News arrives that one of the highest paid basketball players has come out. Yes, dear readers, Tim Hardaway has revealed to the world that he doesn’t care what people think. He wants the whole world to know his truth. He’s a crazed homophobe.
Actually, perhaps that’s not news. What’s really newsworthy is Hardaway’s willingness to vocalize that gay people shouldn’t even exist.
Here’s the exact quote:
"I don’t like gay people and I don’t like to be around gay people. I am homophobic. I don’t like it. It shouldn’t be in the world or in the United States."
Let’s diagram this paragraph shall we? The first statement is his right I guess. He doesn’t like gay people. I don’t care much for hateful troglodytes. I guess that’s my right. His second statement is a declaration of position. He’s a homophobe. Also a right I guess. He then reiterates his first statement of not liking gay people. He reveals himself a bit repetitive but I guess that too is a right.
But his last statement is the real bit of hydrochloric acid in an otherwise acrid blurtation.
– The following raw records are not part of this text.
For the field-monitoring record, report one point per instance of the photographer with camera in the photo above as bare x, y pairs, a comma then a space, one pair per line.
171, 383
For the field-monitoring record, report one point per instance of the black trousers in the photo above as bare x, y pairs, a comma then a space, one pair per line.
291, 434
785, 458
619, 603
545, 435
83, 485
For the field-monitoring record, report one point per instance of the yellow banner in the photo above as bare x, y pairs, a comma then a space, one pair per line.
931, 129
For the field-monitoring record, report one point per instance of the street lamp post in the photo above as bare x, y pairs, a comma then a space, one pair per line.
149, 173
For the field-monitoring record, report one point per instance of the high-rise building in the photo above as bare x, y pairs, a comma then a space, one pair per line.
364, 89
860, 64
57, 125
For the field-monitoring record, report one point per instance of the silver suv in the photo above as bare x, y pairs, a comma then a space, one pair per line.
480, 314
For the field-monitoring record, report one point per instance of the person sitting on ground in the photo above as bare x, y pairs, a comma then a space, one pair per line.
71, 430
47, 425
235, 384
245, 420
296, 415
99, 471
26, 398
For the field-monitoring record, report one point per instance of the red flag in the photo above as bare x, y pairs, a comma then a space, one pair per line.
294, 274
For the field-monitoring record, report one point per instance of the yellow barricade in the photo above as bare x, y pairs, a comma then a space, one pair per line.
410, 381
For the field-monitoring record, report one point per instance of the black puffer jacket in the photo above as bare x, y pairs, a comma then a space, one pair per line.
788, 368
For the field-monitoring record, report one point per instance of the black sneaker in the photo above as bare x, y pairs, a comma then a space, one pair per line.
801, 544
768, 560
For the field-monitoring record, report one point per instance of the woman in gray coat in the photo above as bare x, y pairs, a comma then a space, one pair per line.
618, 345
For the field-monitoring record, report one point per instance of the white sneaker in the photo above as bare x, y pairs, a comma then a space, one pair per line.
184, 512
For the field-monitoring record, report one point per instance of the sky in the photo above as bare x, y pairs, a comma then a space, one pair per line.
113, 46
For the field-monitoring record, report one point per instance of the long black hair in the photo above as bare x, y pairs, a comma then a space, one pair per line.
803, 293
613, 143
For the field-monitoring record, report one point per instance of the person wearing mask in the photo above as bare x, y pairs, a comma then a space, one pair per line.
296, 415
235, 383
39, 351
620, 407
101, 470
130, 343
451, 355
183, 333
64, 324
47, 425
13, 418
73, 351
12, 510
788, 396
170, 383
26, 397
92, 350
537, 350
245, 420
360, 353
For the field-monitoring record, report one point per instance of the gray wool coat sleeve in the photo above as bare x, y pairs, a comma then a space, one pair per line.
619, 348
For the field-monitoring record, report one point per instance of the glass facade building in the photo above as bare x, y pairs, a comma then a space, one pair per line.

And it’s also more revealing.
"It shouldn’t be in the world or in the United States."
This statement has more of a wish tone to it. It’s that "shouldn’t" in there. It reeks of lawmaking. Truth be told it has a bit of a genocidal ring to it. A desire to wipe out all gay people.
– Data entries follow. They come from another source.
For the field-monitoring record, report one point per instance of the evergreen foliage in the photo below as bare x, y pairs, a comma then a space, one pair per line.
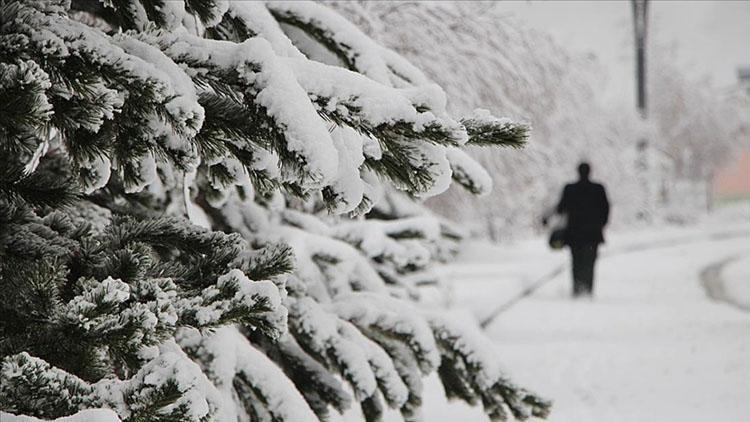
127, 127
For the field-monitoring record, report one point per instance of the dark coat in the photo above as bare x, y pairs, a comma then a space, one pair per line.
586, 206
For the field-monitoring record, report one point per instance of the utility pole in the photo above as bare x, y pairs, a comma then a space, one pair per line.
640, 26
642, 164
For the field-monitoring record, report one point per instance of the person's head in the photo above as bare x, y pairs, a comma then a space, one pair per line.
584, 170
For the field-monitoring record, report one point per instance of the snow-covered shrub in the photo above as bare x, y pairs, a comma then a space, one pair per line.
187, 230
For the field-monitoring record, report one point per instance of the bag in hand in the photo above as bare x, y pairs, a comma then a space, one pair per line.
557, 238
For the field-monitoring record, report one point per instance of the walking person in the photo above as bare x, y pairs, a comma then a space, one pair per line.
585, 205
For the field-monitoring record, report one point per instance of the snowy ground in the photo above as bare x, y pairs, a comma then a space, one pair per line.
651, 346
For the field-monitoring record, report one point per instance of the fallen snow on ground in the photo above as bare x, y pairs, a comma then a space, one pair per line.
651, 346
736, 280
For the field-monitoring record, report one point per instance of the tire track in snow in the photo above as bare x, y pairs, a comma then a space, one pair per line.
713, 283
636, 247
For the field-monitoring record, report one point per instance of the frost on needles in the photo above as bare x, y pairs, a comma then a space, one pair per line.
198, 221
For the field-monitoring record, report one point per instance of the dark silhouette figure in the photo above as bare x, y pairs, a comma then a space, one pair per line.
587, 209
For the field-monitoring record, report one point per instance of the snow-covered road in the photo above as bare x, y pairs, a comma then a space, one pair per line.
652, 346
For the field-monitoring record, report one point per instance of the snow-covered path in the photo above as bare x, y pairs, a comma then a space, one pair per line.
650, 347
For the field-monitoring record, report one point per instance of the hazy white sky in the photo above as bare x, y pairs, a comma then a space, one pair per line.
712, 37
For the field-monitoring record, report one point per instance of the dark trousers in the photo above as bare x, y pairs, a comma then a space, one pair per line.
584, 258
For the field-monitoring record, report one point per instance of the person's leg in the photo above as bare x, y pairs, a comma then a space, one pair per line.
591, 254
578, 255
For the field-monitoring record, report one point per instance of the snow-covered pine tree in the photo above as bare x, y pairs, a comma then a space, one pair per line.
187, 229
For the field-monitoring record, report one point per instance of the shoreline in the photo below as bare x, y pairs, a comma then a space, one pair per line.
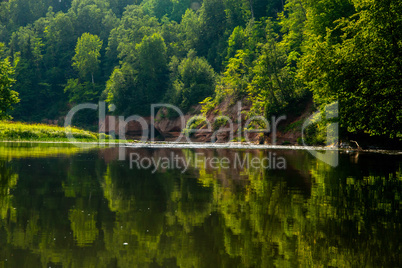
201, 145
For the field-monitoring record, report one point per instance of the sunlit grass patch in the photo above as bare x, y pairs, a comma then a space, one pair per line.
17, 131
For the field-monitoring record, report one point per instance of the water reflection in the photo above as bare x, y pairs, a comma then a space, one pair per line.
84, 208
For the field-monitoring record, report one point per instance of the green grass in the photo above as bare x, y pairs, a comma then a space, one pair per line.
17, 131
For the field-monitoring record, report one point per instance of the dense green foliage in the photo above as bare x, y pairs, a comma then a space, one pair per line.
271, 54
8, 97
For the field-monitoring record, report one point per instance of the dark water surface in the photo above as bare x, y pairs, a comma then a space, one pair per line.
61, 206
Taken all together Hardaway has, in one fell swoop, assumed the place of definitive textbook bigot. That he comes from a historically disenfranchised racial minority and not only holds but speaks these words just reminds us of the scope of the problem. Reprensible knuckle-dragging misanthropy is not confined by race.
Columnist Jason Whitlock puts it well when he writes:
Hardaway is too stupid to realize that racism and hate denied black people inalienable, American rights for hundreds of years. People with Tim Hardaway’s mindset tried to keep people who look like Tim Hardaway out of professional sports and every other highly sought profession.
If anyone needed an example of why John Amaechi‘s book about being gay in the NBA and on homophobia in professional sports is so important, Hardaway has provided it. I hope Amaechi’s Man In The Middle gets more readers as a result of Hardaway’s ignorant excrementary comments.
Perhaps we should all add it to our reading lists.
If you want to read a wonderful rebuttal of this sort of homophobic nonsense, I recommend the absolutely marvellous “The Homosexual Agenda” http://notesfromthegeekshow.blogspot.com/2005/04/homosexual-agenda.html and “The Protocols of the Elders of Sodom” http://notesfromthegeekshow.blogspot.com/2007/01/protocols-of-elders-of-sodom.html by Hal Duncan. If I hadn’t been sitting in the office when I read the protocols, I would have been jumping up and down and shouting Yes! Yes! Yes!